Mientras empaquetaba todo aquello, no sintió nostalgia ni tristeza. Solo una repulsión seca, mezclada con fastidio. Le sorprendió la cantidad de trastos que puede acumular alguien que no aporta nada al hogar salvo promesas huecas y reproches constantes.
Se acercó a la puerta, giró el brillante pestillo del nuevo cerrojo y asomó a la escalera. Reinaba el silencio. Con método y sin prisa, fue arrastrando las bolsas al rellano. Pesaban; las asas se le clavaban en las palmas, pero no se detuvo. Después rodó los cuatro neumáticos hasta dejarlos alineados junto al ascensor.
Por último, sacó la caja de herramientas: un maletín de plástico cubierto de polvo de obra. Jorge Serrano lo había comprado diez años atrás, convencido de que montaría por sí mismo los muebles de la cocina. Terminó llamando a un profesional y el maletín quedó relegado a mero adorno.
Cuando todo estuvo fuera, Ana volvió a entrar. Cerró con firmeza y dio dos vueltas completas a la llave. El sonido seco del mecanismo encajando le pareció la melodía más reconfortante que había escuchado en años.
Tomó un paño húmedo y fregó a conciencia el suelo del recibidor, borrando las marcas de barro y el rastro de polvo que habían dejado las bolsas. No quería limpiar solo la suciedad visible; necesitaba purgar el espacio de recuerdos: las quejas interminables por la sopa demasiado salada, los suspiros teatrales, el olor penetrante de su colonia barata, con la que se rociaba antes de salir a encontrarse con su nueva conquista.
Un par de horas después, la casa respiraba calma. Ana se preparó una cena ligera, horneó pescado con verduras y puso música suave de fondo. Sentada ante la mesa impecable, disfrutaba de una tranquilidad desconocida cuando el timbre irrumpió con insistencia.
El sonido fue largo, impaciente. Sin alterarse, dejó el tenedor, se secó los labios con una servilleta y caminó hacia la entrada.
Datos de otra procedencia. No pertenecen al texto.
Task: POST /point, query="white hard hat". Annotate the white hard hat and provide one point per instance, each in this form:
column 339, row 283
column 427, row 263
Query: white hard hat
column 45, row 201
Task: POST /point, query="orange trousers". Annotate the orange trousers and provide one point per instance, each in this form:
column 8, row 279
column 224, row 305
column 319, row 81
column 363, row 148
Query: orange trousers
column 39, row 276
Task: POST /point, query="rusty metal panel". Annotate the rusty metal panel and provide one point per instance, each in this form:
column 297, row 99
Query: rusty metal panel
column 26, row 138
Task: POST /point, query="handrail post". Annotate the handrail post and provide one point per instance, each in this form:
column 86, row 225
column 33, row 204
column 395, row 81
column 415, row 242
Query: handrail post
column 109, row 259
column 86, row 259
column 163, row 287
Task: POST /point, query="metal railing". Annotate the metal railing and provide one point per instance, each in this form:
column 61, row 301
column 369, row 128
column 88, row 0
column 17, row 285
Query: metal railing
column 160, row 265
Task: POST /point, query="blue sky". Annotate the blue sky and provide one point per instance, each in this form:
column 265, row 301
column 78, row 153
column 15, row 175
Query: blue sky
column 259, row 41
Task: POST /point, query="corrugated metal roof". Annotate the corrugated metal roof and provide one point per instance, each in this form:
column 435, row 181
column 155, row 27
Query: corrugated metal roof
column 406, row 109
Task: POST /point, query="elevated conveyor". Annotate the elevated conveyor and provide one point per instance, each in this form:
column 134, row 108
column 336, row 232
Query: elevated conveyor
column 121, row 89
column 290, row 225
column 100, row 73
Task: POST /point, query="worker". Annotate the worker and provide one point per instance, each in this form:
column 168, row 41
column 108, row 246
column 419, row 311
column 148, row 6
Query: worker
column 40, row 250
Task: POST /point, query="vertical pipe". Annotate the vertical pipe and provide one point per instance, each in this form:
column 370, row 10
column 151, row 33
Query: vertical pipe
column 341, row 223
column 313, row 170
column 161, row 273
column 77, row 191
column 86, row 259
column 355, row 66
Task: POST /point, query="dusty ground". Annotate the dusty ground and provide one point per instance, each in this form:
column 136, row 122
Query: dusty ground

Miró por la mirilla. Allí estaba Jorge Serrano. A su lado, Carla Ramos cambiaba el peso de un pie a otro, mascando chicle mientras revisaba su teléfono con gesto aburrido. Un poco más atrás esperaba un hombre desconocido, vestido con un mono azul de trabajo y sosteniendo un maletín voluminoso.
El corazón de Ana dio un vuelco, pero enseguida recuperó el control. Ya imaginaba el espectáculo que pretendían montar.
—¡Ana, abre! —vociferó Jorge, golpeando la puerta con el puño—. He traído a un técnico. Si no entiendes por las buenas, desmontamos tu puerta con marco y todo. Tengo derecho a entrar a recoger mis cosas.
Carla frunció el ceño.
—Jorgito, ¿piensas tardar mucho? Me estoy helando aquí. Y esas bolsas huelen a trastero viejo. Veníamos por la cafetera, dijiste que era buena.
Ana descorrió el cerrojo, pero mantuvo la puerta sujeta por la gruesa cadena de acero que había pedido instalar junto con las nuevas cerraduras. A través de la estrecha abertura se coló el olor a tabaco.
—Buenas noches —saludó con cortesía, sosteniendo la mirada—. ¿En qué puedo ayudarles?